Николай Чуковский в "Литературных воспоминаниях" пишет:
В другой раз он, прочтя один рассказ, где быт и фантастика сплетались воедино, вдруг задумался и вымолвил очень серьезно:
– А наверное, так и нужно. В конце концов, можно, например, кухонную ведьму просто посадить на метлу и пусть летит в трубу. Чего стесняться? Классики не стеснялись. Гоголь не стеснялся. Гофман тоже не стеснялся. Андерсен позволял себе что угодно.
Так появились "Похождения Гогенштауфена", пьеса 1934 года. Этой пьесе тоже не повезло. Современный читатель ее не знает. Хотя по яркости и качеству исполнения пьеса не уступает признанным образцам поздней драматургии Шварца – сказкам "Тень", "Дракон", "Обыкновенное чудо".
Другое дело, что читатель/зритель этих поздних произведений воспринимал их особым, привычным и характерным для интеллигенции советской эпохи зрением. Здесь стоит отметить, что знаменитые пьесы Шварца пришли к зрителю и получили известность, в основном, уже после смерти автора (Шварц умер в 1958 году), во время послесталинской "оттепели", как ее назвал Эренбург. Так, "Тень", вышедшая на сцену перед войной, вторично была поставлена лишь в 1960 году. "Дракон", начатый до войны, был закончен в 1943 году, имел единственную премьеру в Москве и мгновенно был запрещен. Второе рождение пьеса обрела только в 1962 году. Премьера "Обыкновенного чуда" состоялась в апреле 1956-го. В пьесах зритель/читатель видел советские политические реалии, упрятанные под сказочные одежды. В каждой фразе зритель/читатель искал фигу в кармане, подтекст, даже там, где подтекста не было.
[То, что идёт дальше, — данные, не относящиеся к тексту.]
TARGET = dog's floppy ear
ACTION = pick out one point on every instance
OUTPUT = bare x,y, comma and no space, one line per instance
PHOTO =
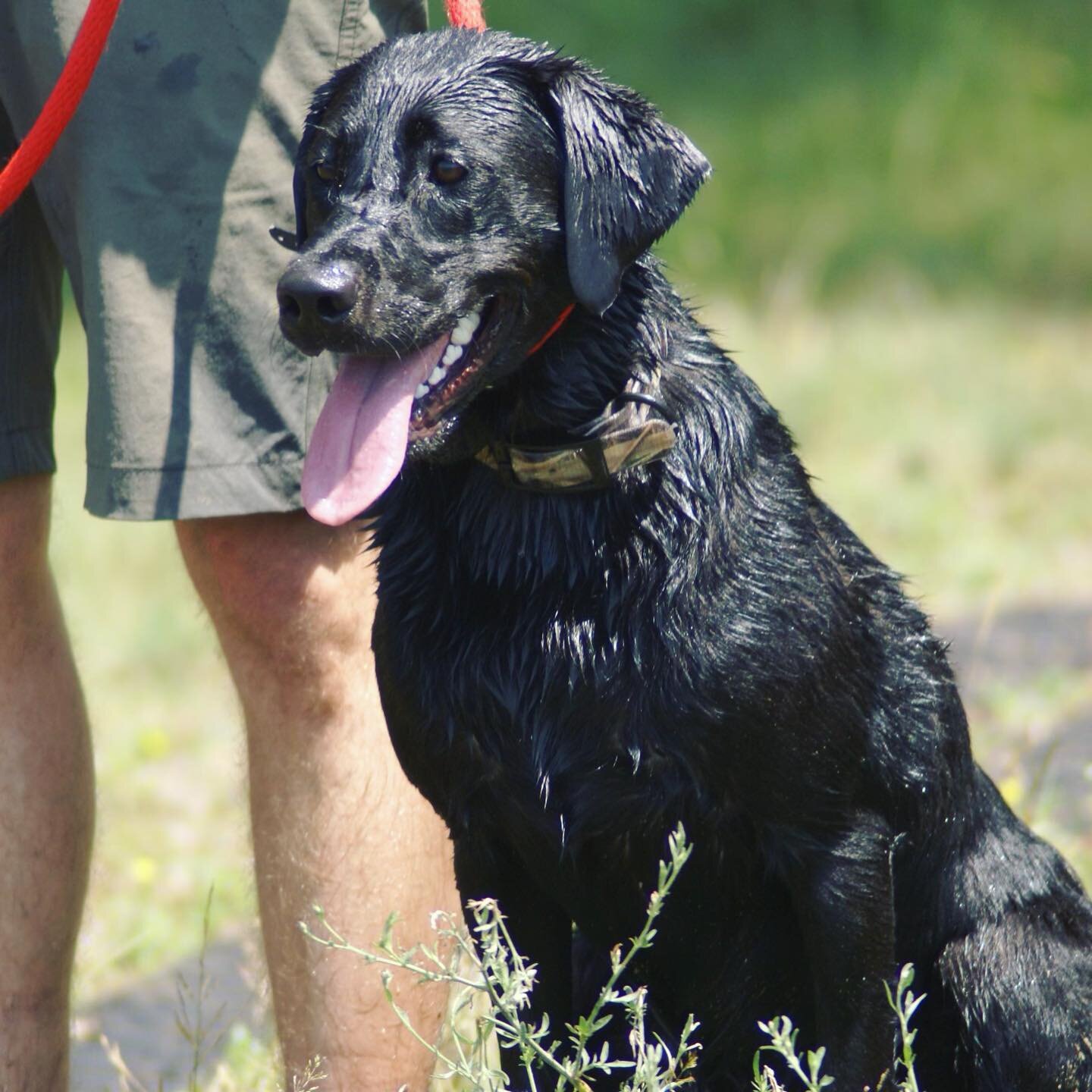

Эстетика при таком взгляде на пьесу часто делается жертвой политики, а восприятие зрителями смешного мало чем отличается от реакции современной публики на хохмачество героев телевизионных шоу.
Пьесам же "Ундервуд" и "Похождения Гогенштауфена" в новое время не повезло с читателями, и причина, возможно, в том, что в них, этих пьесах, нет тех расширительных смыслов, какие искала интеллигенция времен "оттепели" и последовавших за ней застойных десятилетий в других сочинениях Шварца.
Что касается "Дракона", "Тени" и "Обыкновенного чуда", то они много проще и человечнее, чем это видится сквозь политические очки. А поэтому и много сложнее.
Грешно смеяться над больными, говорит народная мудрость.
Не грешно, возражает Шварц, если больна душа. Если она, как души тех горожан, которых искалечил дракон, – безрукая, безногая, глухонемая, цепная, прожженная или мертвая.
В сказке всё на виду.
"Сказка рассказывается не для того, чтобы скрыть, а для того, чтобы открыть, сказать во всю силу, во весь голос то, что думаешь", – писал Шварц в прологе к "Обыкновенному чуду".
Шварц – учитель и врач; он учит, как лечить душу, как убить в ней дракона, как не дать ей стать заложницей тени.
В первую очередь эти сказки о нас самих и лишь потом – о Сталине, Гитлере и прочих порождениях ада.
Такими их и надо воспринимать.
Потому что на самом деле зло не побеждено, оно просто прикрыто занавесом с надписью "счастливый конец", и оттуда, из-за бархатной ширмы, слышатся визг, и хохот, и довольный голос дракона: "Вранье, вранье. Мои люди очень страшные. Таких больше нигде не найдешь. Моя работа. Я их кроил".
Да и сам счастливый конец (а у Шварца он счастливый всегда, принципиально) всего лишь залог победы: да, зло кажется порою неистребимым, но ведь и Ланцелот не оставляет своих попыток одолеть возрождающегося дракона. А пока он готов бороться, есть надежда, что победит добро.